Bostonians looking to get out from under the thumb of the cable industry will have another option for high-speed internet access, the City of Boston announced today.

City officials say they will team with Verizon to replace its existing copper-based wiring infrastructure with a new fiber-optic network, allowing quick access to Big V's high speed network.

Verizon will contribute more than $300 million over six years to the project, Mayor Marty Walsh said today in a press release on the deal.

The rollout of the fiber networks will not begin where you might expect, such as the tech-oriented neighborhoods of the "innovation district" in South Boston or college student housing areas. The city will allow expedited permitting for installation starting in Dorchester, West Roxbury and Dudley Square this year, with the network expanding to Hyde Park, Mattapan, Roxbury and Jamaica Plain in 2017.

Walsh said in the release that Boston's tech needs are growing faster than current infrastructure can support.
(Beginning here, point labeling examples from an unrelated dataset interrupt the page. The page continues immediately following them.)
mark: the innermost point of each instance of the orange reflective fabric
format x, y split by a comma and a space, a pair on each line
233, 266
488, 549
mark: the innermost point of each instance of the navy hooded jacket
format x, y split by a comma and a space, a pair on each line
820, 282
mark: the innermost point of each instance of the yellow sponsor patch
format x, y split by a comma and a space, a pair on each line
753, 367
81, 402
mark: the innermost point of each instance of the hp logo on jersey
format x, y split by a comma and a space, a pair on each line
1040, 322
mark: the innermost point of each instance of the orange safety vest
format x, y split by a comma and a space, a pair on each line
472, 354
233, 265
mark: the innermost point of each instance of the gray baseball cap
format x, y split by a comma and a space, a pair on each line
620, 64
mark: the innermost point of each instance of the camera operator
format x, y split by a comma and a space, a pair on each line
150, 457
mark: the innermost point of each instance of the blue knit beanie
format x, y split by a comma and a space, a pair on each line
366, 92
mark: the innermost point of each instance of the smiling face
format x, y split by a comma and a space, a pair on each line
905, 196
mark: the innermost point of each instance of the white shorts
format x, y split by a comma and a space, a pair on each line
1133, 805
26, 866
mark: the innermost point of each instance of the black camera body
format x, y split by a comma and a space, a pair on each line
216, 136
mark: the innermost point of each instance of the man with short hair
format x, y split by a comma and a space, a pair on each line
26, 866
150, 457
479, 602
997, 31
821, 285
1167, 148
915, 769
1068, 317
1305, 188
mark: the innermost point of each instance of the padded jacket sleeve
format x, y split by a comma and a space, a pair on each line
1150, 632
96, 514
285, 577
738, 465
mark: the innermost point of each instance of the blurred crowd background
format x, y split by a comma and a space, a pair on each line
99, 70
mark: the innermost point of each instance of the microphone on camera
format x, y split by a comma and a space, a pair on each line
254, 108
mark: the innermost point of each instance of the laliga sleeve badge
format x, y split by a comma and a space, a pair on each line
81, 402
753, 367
"Additionally, it is a priority to ensure that every resident has expanded access to broadband and increasing competition is critical to reaching that goal. I thank Verizon for their investment in Boston and for partnering with the city to provide the foundation for future technology growth," Walsh said.

Boston also plans to give Verizon carte blanche to install their wireless equipment on city streetlights and utility poles as a way to extend the telecommunication giant's wireless network, kickstarting the process to allow Verizon's cable TV offerings to compete with Comcast.

Comcast will continue to be able to provide its Xfinity service in Boston. The company's cable license expires in 2020.

The city is asking residents which portions of Dorchester, West Roxbury and Dudley Square should get the network installed first through an online vote.